OK I realize we can’t have a big fancy cake everyday. How would that look! (Pretty great if you ask me…:-)) But who says we can’t cheat – and make fancy muffins? Or even fancier cupcakes? There was a birthday celebration in my daughters class the other day and she asked me if she could bring her own treat to eat when the rest of the kids munch on the sugar bomb – gluten containing – cake that the birthday kid promised to bring…. So yes of curse – I made these for her – and she was delighted!



Start by getting some cherries out of the freezer. Don’t tell me you have fresh ones….? Lucky you in that case!! (but you’d still have to pit them….). Leave them to de-frost on a plate. Amount? About 40 cherries….


Turn the oven on – to 180 C (350 F)

 In a big bowl

  • 1 banana – mash it
  • 3 tbsp’s coconut oil
  • 3 generous tbsp’s cacao powder

Whisking that – looks delicious!! But keep adding:

  • 4 eggs
  • 1 tbsp vinegar
  • 1 – 2 tbsp’s honey

and mix all with an electrical whisk until blended – and leave for now.

The dry ingredients – in a smaller bowl or a jug:

  •  150 ml (0.6 cup) shredded coconut – ground first in a small mixer together with 3 dried and pitted dates

  •  150 ml (0.6 cup) almond flour – which is ground blanched almonds
  • 2 tbsp’s coconut flour
  • 1 teaspoon baking powder
  • a pinch of salt

mix with a spoon

Add the dry ingredients to the wet, whisk a bit more

 And then I added a tbsp of vanilla whiskey…. Yeah, I know that sounds odd. It’s homemade – by putting a bunch of cut open vanilla pods into a jar of whiskey and leaving it to suck up the flavor for 4 months (I use it for baking only – it’s not for drinking!). Since I’m pretty sure you don’t have this (do you?)– you could, if you want to, add a tbsp of whiskey and add some vanilla OR you could at a tbsp of red wine OR you could also just skip it totally. It was just an idea…

Anyway – back to the important stuff!

Now is the time you realize that the cherries didn’t really thaw as much as you had hoped (or was that just my cherries?) I had to give mine 20 seconds in the microwave to at least get rid of the ice that was covering them. Then, once cherries are OK, the batter is properly mixed and the muffin forms are organized in an attractive pattern on the baking tray – it’s time to fill your muffin forms something like halfway up.  Then into the middle of each muffin, press one cherry. If you are not doing mini-size muffins like mine, you might want to add two or three cherries into each muffin.

 Bake in the middle of the oven for 18-20 minutes.
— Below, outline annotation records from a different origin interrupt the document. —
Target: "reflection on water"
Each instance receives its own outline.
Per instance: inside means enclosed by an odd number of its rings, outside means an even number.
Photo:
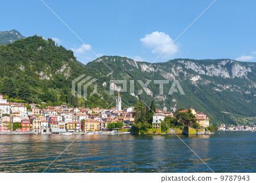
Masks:
[[[0,135],[0,172],[210,172],[175,135]],[[254,133],[179,136],[216,172],[254,172]]]

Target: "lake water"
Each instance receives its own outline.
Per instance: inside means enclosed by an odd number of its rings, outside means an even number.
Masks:
[[[256,133],[179,137],[215,172],[255,172]],[[0,172],[210,172],[175,135],[1,135]]]

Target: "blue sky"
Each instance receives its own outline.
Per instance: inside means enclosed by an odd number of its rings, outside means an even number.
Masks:
[[[152,62],[213,1],[44,0],[98,56]],[[97,58],[40,0],[6,1],[0,31],[54,38],[84,63]],[[156,62],[256,61],[256,1],[217,0]]]

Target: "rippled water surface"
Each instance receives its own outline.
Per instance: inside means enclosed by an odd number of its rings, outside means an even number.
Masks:
[[[256,133],[179,136],[215,172],[255,172]],[[0,135],[0,172],[210,172],[175,135]]]

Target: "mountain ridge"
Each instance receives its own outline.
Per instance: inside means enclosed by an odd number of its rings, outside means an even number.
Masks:
[[[175,59],[151,64],[105,56],[84,65],[76,60],[72,50],[56,45],[51,39],[46,40],[36,36],[0,45],[0,92],[13,101],[45,102],[47,105],[64,103],[70,106],[112,107],[117,92],[110,94],[110,80],[124,79],[127,80],[127,92],[120,93],[123,108],[134,106],[139,100],[150,105],[154,100],[157,108],[164,110],[196,108],[206,113],[215,125],[255,124],[255,62],[226,59]],[[97,79],[97,93],[92,96],[88,94],[86,101],[71,96],[72,81],[82,74]],[[143,88],[139,80],[143,83],[151,82]],[[154,83],[154,80],[168,81],[164,84],[163,95],[160,95],[159,84]],[[180,82],[185,95],[168,95],[174,80]],[[132,80],[134,91],[130,93]],[[89,93],[93,89],[91,86]]]
[[[24,38],[26,38],[25,36],[22,36],[19,31],[15,29],[9,31],[0,31],[0,45],[13,43],[15,41]]]

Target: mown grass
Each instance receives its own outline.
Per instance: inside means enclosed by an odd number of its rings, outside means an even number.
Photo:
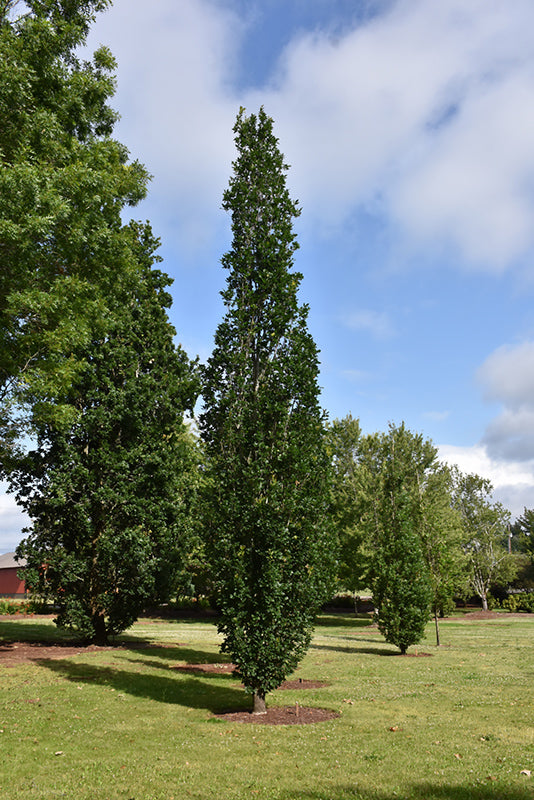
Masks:
[[[4,641],[48,634],[0,622]],[[329,685],[268,701],[341,716],[268,727],[214,718],[249,706],[231,675],[173,669],[226,660],[212,623],[142,620],[124,649],[0,666],[0,798],[526,800],[533,634],[528,615],[454,618],[401,657],[366,620],[323,616],[296,676]]]

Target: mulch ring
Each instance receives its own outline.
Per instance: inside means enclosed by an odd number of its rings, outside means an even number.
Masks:
[[[270,706],[265,714],[253,714],[251,711],[228,711],[213,716],[225,722],[249,722],[254,725],[310,725],[315,722],[337,719],[340,714],[328,708],[306,708],[294,705]]]

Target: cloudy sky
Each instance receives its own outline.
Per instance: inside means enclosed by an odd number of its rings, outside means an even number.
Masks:
[[[263,105],[299,199],[322,402],[405,421],[534,507],[532,0],[115,0],[117,137],[153,175],[172,320],[205,359],[240,106]],[[0,551],[20,538],[0,496]]]

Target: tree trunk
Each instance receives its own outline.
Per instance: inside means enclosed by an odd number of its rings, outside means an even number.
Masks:
[[[109,644],[108,641],[108,631],[106,628],[106,621],[104,619],[104,614],[102,611],[96,611],[93,614],[93,628],[94,628],[94,637],[93,643],[98,645],[107,645]]]
[[[261,689],[258,689],[252,695],[254,699],[254,707],[252,709],[253,714],[266,714],[267,713],[267,706],[265,704],[265,692]]]

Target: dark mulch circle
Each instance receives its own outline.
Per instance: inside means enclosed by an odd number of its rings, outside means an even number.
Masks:
[[[311,725],[337,719],[340,714],[329,708],[306,708],[303,706],[271,706],[266,714],[253,714],[251,711],[228,711],[214,714],[225,722],[244,722],[254,725]]]

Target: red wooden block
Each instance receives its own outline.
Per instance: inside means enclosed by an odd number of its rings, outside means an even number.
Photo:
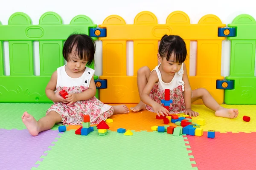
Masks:
[[[84,115],[84,122],[90,122],[90,116],[87,114]]]
[[[243,117],[243,120],[244,120],[244,121],[247,122],[250,122],[250,117],[247,116],[244,116],[244,117]]]
[[[104,120],[102,120],[101,122],[99,122],[99,125],[97,126],[97,128],[98,129],[109,129],[109,126],[106,123],[105,121]]]
[[[170,89],[164,90],[165,100],[170,100]]]
[[[179,116],[178,115],[172,114],[171,116],[172,116],[172,119],[179,119]]]
[[[170,123],[170,121],[169,121],[169,119],[166,117],[163,118],[163,123],[165,124],[168,124]]]
[[[78,130],[76,130],[76,131],[75,132],[75,133],[76,135],[80,135],[81,134],[81,129],[82,129],[82,128],[83,128],[83,126],[81,126],[81,127],[80,127],[79,128],[79,129],[78,129]]]
[[[66,96],[68,95],[68,94],[65,91],[65,90],[62,90],[61,91],[60,91],[60,94],[61,96],[61,97],[63,98],[63,99],[65,99],[67,97],[66,97]]]
[[[174,130],[174,128],[175,127],[173,126],[169,126],[166,129],[167,130],[167,133],[169,134],[173,134],[173,130]]]

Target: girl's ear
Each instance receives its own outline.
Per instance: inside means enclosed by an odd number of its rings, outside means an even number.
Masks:
[[[157,60],[159,63],[162,62],[162,57],[160,56],[159,53],[157,53]]]

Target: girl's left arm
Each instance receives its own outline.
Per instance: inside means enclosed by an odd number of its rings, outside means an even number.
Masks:
[[[77,94],[70,94],[67,96],[66,99],[67,101],[70,102],[67,105],[71,105],[73,102],[79,100],[88,100],[96,94],[96,85],[94,83],[93,76],[91,79],[89,88],[82,93]]]
[[[184,88],[185,91],[184,91],[184,100],[185,101],[185,105],[186,110],[191,109],[191,96],[192,95],[192,90],[189,81],[188,74],[187,72],[186,65],[183,63],[183,80],[185,83]]]

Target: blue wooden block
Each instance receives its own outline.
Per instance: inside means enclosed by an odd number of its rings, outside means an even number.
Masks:
[[[214,138],[215,137],[215,130],[209,130],[207,136],[209,138]]]
[[[158,126],[157,127],[158,132],[164,132],[164,126]]]
[[[65,132],[67,130],[66,126],[60,126],[58,127],[58,129],[60,132]]]
[[[125,129],[124,129],[122,128],[119,128],[119,129],[117,129],[117,132],[120,133],[122,133],[125,132]]]
[[[178,121],[179,121],[179,119],[172,119],[171,120],[171,122],[172,123],[176,123],[176,122],[178,122]]]
[[[183,119],[186,119],[186,118],[185,118],[184,117],[180,117],[179,118],[179,119],[178,119],[178,120],[179,120],[179,121],[181,122],[181,121],[182,120],[183,120]]]
[[[96,88],[108,88],[108,81],[105,79],[96,79],[94,80]]]
[[[196,128],[191,127],[189,128],[189,135],[195,136],[195,131]]]
[[[87,136],[90,132],[90,128],[82,128],[81,129],[81,135]]]
[[[91,37],[107,37],[107,29],[100,28],[90,28],[90,36]]]

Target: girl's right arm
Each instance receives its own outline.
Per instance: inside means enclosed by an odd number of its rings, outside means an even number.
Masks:
[[[159,80],[157,73],[154,70],[150,74],[148,83],[141,93],[140,99],[144,103],[151,106],[158,116],[159,113],[163,116],[164,116],[164,114],[168,115],[169,113],[169,110],[149,97],[149,94],[153,87]]]
[[[45,88],[45,94],[48,98],[53,102],[63,102],[67,103],[68,102],[59,95],[59,91],[54,93],[57,85],[57,71],[52,75],[51,79]]]

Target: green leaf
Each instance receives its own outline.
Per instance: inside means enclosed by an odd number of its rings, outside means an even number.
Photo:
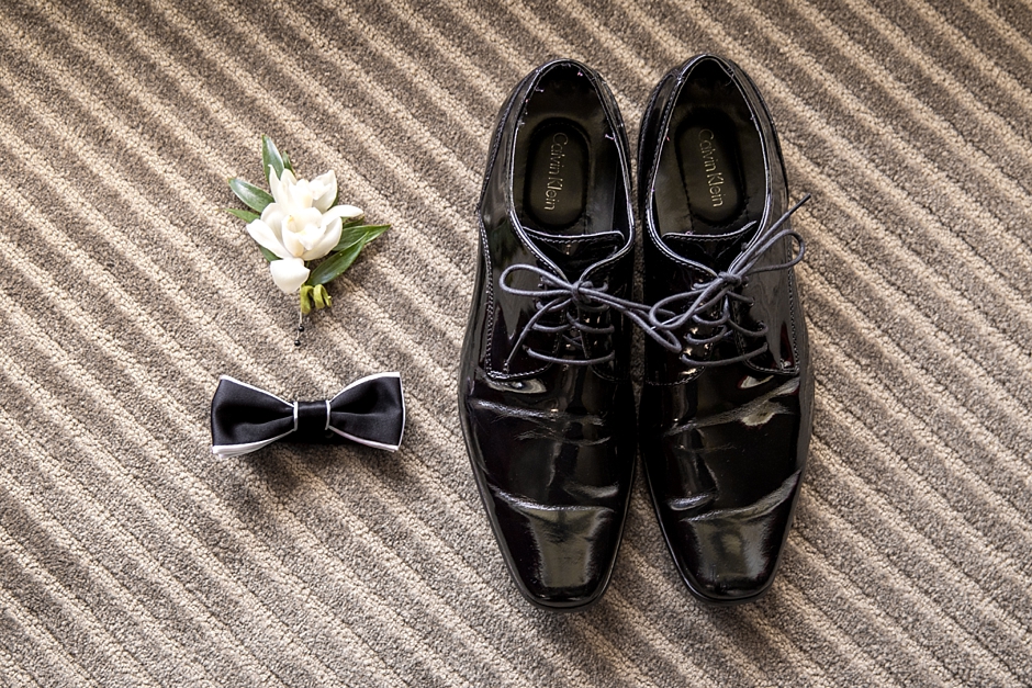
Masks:
[[[358,258],[358,255],[362,252],[362,248],[366,246],[364,241],[359,241],[355,246],[347,248],[339,253],[334,253],[323,262],[318,264],[315,270],[312,271],[312,274],[309,275],[305,284],[312,284],[313,286],[317,284],[326,284],[330,280],[339,277],[344,273],[345,270],[351,267],[351,263],[355,262],[355,259]]]
[[[272,203],[272,196],[269,195],[269,192],[262,191],[255,184],[249,184],[238,177],[234,177],[229,180],[229,189],[233,190],[236,198],[244,201],[247,207],[256,213],[260,213],[266,210],[269,203]]]
[[[307,284],[301,285],[301,291],[298,292],[298,300],[301,305],[301,314],[309,315],[312,313],[312,287]]]
[[[234,217],[239,217],[244,222],[254,222],[258,219],[259,217],[261,217],[261,215],[259,215],[258,213],[251,213],[250,211],[242,211],[235,207],[224,207],[222,210],[229,213]]]
[[[334,300],[329,297],[329,292],[322,284],[312,290],[312,301],[315,302],[315,309],[328,308],[334,305]]]
[[[269,168],[276,170],[276,178],[283,176],[283,158],[272,139],[261,135],[261,176],[269,179]],[[290,168],[288,168],[290,169]]]
[[[391,225],[358,225],[357,227],[345,227],[340,232],[340,240],[337,241],[337,246],[332,250],[343,251],[359,241],[369,244],[390,228]]]

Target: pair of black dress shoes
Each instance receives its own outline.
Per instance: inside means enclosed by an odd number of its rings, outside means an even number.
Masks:
[[[502,108],[480,203],[459,373],[473,473],[524,596],[582,608],[608,584],[638,444],[684,582],[755,599],[773,578],[809,445],[806,326],[779,144],[748,76],[669,72],[638,143],[644,298],[624,123],[569,59]],[[638,421],[635,327],[646,337]]]

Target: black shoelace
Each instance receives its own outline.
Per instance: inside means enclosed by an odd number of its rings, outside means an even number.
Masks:
[[[718,360],[697,360],[686,356],[683,350],[685,346],[705,346],[716,343],[727,337],[740,334],[745,337],[763,337],[767,332],[766,325],[761,325],[759,329],[749,329],[742,327],[731,317],[731,303],[740,302],[745,305],[752,305],[752,300],[738,293],[736,290],[749,283],[750,275],[770,272],[773,270],[787,270],[800,260],[806,251],[806,244],[803,237],[792,229],[782,229],[785,221],[792,216],[799,207],[809,201],[809,194],[793,205],[782,215],[777,222],[772,224],[765,230],[761,232],[750,245],[739,253],[728,266],[727,270],[718,272],[708,282],[699,282],[694,289],[673,294],[660,300],[654,305],[636,303],[626,298],[620,298],[608,292],[608,283],[595,286],[591,280],[579,279],[570,282],[537,266],[515,264],[506,268],[500,278],[500,285],[503,291],[518,295],[528,296],[535,300],[535,314],[520,330],[513,350],[505,361],[508,369],[513,357],[523,349],[527,356],[548,363],[560,363],[565,365],[594,365],[596,363],[606,363],[616,356],[615,351],[609,351],[605,356],[592,357],[587,349],[585,335],[612,335],[615,331],[613,325],[596,327],[581,320],[577,317],[582,313],[604,313],[613,308],[627,316],[632,323],[642,329],[649,337],[655,340],[661,347],[673,353],[681,352],[681,360],[695,368],[710,365],[727,365],[739,361],[747,361],[755,358],[769,350],[767,343],[763,342],[761,347],[742,353],[733,358]],[[750,223],[742,228],[741,234],[748,233],[755,223]],[[763,255],[773,248],[785,237],[792,237],[799,246],[799,250],[786,262],[773,266],[756,268],[756,263]],[[509,286],[507,284],[508,275],[517,270],[525,270],[537,274],[540,279],[540,287],[537,290],[523,290]],[[670,309],[671,306],[687,304],[687,307],[677,313]],[[577,315],[572,313],[570,306],[574,306]],[[713,313],[719,306],[719,314],[716,317],[707,317],[706,314]],[[561,313],[562,320],[558,325],[549,325],[541,320],[552,313]],[[696,325],[706,329],[716,331],[709,337],[696,338],[691,335],[683,335],[678,338],[674,331],[680,330],[686,325]],[[561,341],[580,349],[583,358],[563,359],[548,353],[541,353],[535,349],[524,346],[530,332],[557,334]]]

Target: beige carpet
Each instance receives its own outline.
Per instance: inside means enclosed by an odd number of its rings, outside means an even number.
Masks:
[[[0,683],[1032,685],[1030,35],[1017,0],[2,0]],[[537,611],[456,417],[491,125],[572,56],[633,140],[703,50],[815,196],[796,526],[765,599],[709,609],[639,483],[604,600]],[[394,224],[300,349],[217,210],[262,133]],[[389,370],[395,454],[209,452],[222,373],[318,398]]]

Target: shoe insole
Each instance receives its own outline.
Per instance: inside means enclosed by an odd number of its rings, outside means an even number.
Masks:
[[[568,120],[549,120],[534,132],[524,185],[524,208],[546,232],[571,227],[587,200],[587,139]]]
[[[676,148],[693,232],[720,234],[745,202],[734,127],[715,113],[700,113],[681,126]]]

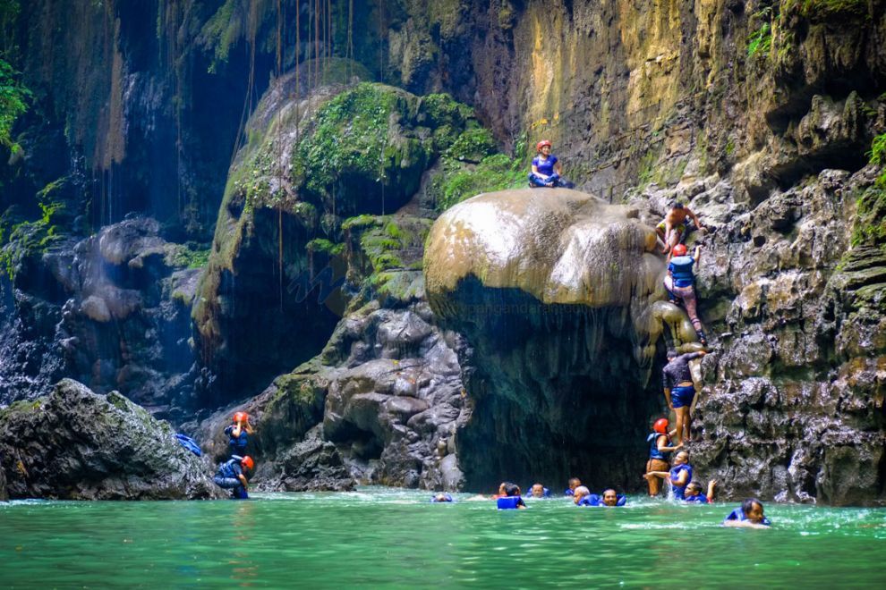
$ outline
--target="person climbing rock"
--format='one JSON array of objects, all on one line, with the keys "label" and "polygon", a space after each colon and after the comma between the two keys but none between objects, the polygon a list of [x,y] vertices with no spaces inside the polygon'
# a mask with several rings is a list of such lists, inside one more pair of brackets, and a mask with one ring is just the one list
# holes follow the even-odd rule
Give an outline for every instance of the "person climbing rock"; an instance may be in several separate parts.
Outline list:
[{"label": "person climbing rock", "polygon": [[708,493],[702,495],[702,485],[698,482],[689,482],[686,491],[683,495],[683,500],[688,502],[698,502],[710,504],[713,502],[714,490],[717,487],[717,480],[711,479],[708,482]]},{"label": "person climbing rock", "polygon": [[249,480],[246,474],[253,468],[255,463],[251,457],[234,456],[219,466],[213,481],[218,487],[231,490],[234,500],[245,500],[249,498]]},{"label": "person climbing rock", "polygon": [[[687,217],[692,223],[686,221]],[[685,206],[683,203],[671,202],[665,218],[655,227],[656,233],[664,242],[664,249],[661,250],[661,253],[669,252],[674,246],[686,240],[690,232],[696,229],[705,229],[702,225],[702,222],[699,221],[698,215],[693,213],[689,207]]]},{"label": "person climbing rock", "polygon": [[575,488],[577,488],[581,485],[582,485],[582,480],[581,479],[579,479],[578,477],[570,477],[569,478],[569,487],[567,488],[566,492],[563,493],[563,495],[566,495],[566,496],[575,495]]},{"label": "person climbing rock", "polygon": [[535,146],[538,156],[532,158],[532,172],[529,174],[530,188],[560,186],[563,167],[550,153],[550,141],[542,139]]},{"label": "person climbing rock", "polygon": [[748,498],[743,502],[740,508],[732,510],[723,520],[724,527],[747,528],[769,528],[771,524],[763,514],[762,502],[756,498]]},{"label": "person climbing rock", "polygon": [[246,455],[246,445],[249,443],[249,434],[252,434],[252,426],[249,423],[249,414],[236,412],[233,418],[234,424],[225,429],[231,447],[231,455],[243,457]]},{"label": "person climbing rock", "polygon": [[695,299],[695,275],[692,267],[698,264],[702,256],[702,247],[695,248],[694,256],[688,256],[686,247],[677,244],[672,249],[673,257],[668,264],[668,274],[664,278],[665,289],[672,302],[683,301],[692,327],[695,329],[698,341],[707,346],[708,340],[702,328],[702,320],[698,318],[698,306]]},{"label": "person climbing rock", "polygon": [[[646,437],[649,442],[649,460],[646,461],[646,473],[652,471],[668,471],[670,469],[669,459],[670,453],[683,447],[683,444],[674,444],[670,437],[677,434],[677,430],[668,430],[670,423],[668,418],[659,418],[652,426],[652,433]],[[649,495],[659,495],[661,487],[661,481],[658,477],[651,477],[646,480],[649,483]]]},{"label": "person climbing rock", "polygon": [[651,471],[643,476],[647,480],[654,477],[668,479],[674,491],[674,497],[684,500],[686,487],[692,481],[692,466],[689,465],[689,451],[681,451],[674,458],[674,467],[669,471]]},{"label": "person climbing rock", "polygon": [[661,384],[664,387],[668,407],[677,414],[677,442],[683,443],[684,429],[686,439],[692,442],[692,400],[695,398],[695,386],[692,381],[689,361],[703,357],[704,350],[677,355],[677,350],[668,350],[668,364],[661,369]]}]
 Now, I’ve made these a few times (because they are AWESOME!) and only the first time did I turn them into cupcakes. So, this is not necessary, they are great also without the topping. But if you are celebrating – this is a way to turn the fancy muffins into fancy cupcakes:

 Melt dark chocolate. Really, really dark is preferred for several reasons. Use a pot of hot water and a bowl inside…. I had 40 gram – which was enough for about half of the muffins… Double up if you want them all to be cupcakes.

 Once melted, add a couple of generous spoons of mascarpone or natural yoghurt.

Fill an icing bag and decorate the muffins. Spiral from out to in…

You can then grate dark chocolate over them, sprinkle with shredded coconut, add a cherry or be creative in other ways.